Bernanke Surprises Investors with No Tapering

Federal Reserve Chairman Ben Bernanke

Federal Reserve Chairman Ben Bernanke

The Federal Open Market Committee issued a release today stating that although it has seen improvement in the labor market and economic activity since the beginning of its bond buying program, it will hold off on tapering its purchases. “The Committee sees the improvement in economic activity and labor market conditions since it began its asset purchase program a year ago as consistent with growing underlying strength in the broader economy. However, the Committee decided to await more evidence that progress will be sustained before adjusting the pace of its purchases,” the committee said in a statement.

Both retail and institutional investors reacted positively to the news; the S&P 500 index shot up 1% in the first hour after the committee’s decision was released.

In the Federal Reserve’s previous news release issued on July 13th, 2013, it stated that the federal funds rate of 0 – 0.25% would “be appropriate at least as long as the unemployment rate remains above 6-1/2 percent.” Of course, this is not a hard a fast rule. The unemployment rate is viewed with growing skepticism as it doesn’t include discouraged workers who have given up looking for a job given a defined period time.
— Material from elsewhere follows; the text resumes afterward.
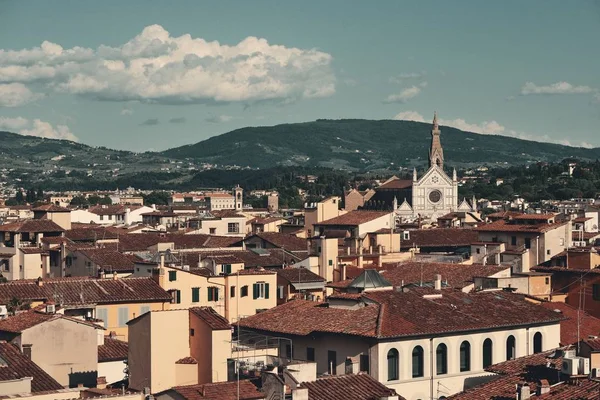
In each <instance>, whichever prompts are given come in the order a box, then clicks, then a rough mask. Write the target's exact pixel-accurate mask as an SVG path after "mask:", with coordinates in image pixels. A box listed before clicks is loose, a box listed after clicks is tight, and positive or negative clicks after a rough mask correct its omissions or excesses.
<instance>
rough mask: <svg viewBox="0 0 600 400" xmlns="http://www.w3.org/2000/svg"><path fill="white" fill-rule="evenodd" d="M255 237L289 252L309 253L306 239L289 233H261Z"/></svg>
mask: <svg viewBox="0 0 600 400" xmlns="http://www.w3.org/2000/svg"><path fill="white" fill-rule="evenodd" d="M255 236H257V237H259V238H261V239H262V240H264V241H266V242H269V243H271V244H273V245H275V246H277V247H280V248H282V249H285V250H287V251H307V249H308V244H307V241H306V239H303V238H299V237H298V236H296V235H291V234H288V233H278V232H261V233H256V234H255Z"/></svg>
A more stark portrayal of the overall employment rate is the labor participation rate, which was calculated at 63.2% in August 2013 according to data from the U.S. Bureau of Labor Statistics. The rate represents a 35 year low. In light of this, some members of the Federal Reserve board have proposed revising the unemployment target downward, but have met with opposition from other members. Those opposed believe that changing the target could weaken the credibility of the Federal Reserve and in turn cause uncertainty among investors.

Labor Participation Rate vs. Unemployment Rate – United States – Click to Enlarge
bls_laborparticipation_unemployment

Source: U.S. Bureau of Labor Statistics

In a press conference this afternoon, Federal Reserve Chairman Ben Bernanke reiterated to reporters the dual mandates of the Federal Reserve: fostering maximum employment and maintaining price stability. He acknowledged the disparity in the unemployment rate and the labor participation rate saying, “The unemployment rate is not a fully representative indicator” of the overall labor outlook, but continued “most of the drop in unemployment is due to employment gains and not due to a lower participation rate.”
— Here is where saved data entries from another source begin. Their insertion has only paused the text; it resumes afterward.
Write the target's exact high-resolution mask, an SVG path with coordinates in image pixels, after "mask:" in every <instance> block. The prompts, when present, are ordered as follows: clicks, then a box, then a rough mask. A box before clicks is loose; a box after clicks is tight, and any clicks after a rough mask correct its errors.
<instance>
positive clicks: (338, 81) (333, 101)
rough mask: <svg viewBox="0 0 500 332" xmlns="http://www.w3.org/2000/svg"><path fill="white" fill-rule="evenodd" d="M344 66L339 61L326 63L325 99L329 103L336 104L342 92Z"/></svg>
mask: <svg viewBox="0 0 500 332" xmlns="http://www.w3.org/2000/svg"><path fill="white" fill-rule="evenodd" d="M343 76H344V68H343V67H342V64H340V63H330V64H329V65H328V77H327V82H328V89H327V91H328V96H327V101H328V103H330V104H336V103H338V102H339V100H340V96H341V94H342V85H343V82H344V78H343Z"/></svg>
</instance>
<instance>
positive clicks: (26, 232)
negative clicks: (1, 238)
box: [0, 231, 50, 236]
Bernanke was also pressed regarding the hints he gave in June that the Fed might begin tapering their bond purchases near the end of the 2013. Bernanke stressed that “communication” was a tool that would lend greater credibility to the Federal Reserve and that the Fed’s decision to put off tapering was “consistent” with those communications.

He conceded that the Fed may have been “overly optimistic about growth” and that a near zero federal funds rate will be likely to continue until 2016. However, he clarified that there would be “no calendar for policy” and that decisions about raising the rate and tapering purchases would occur “at the right time.”

CNBC reporter, Steve Liesman, asked Bernanke about his future plans and the supposed rift with President Obama. He declined to comment on his possible exit in January nor the possible nomination of Federal Reserve Chairman front runner Janet Yellen.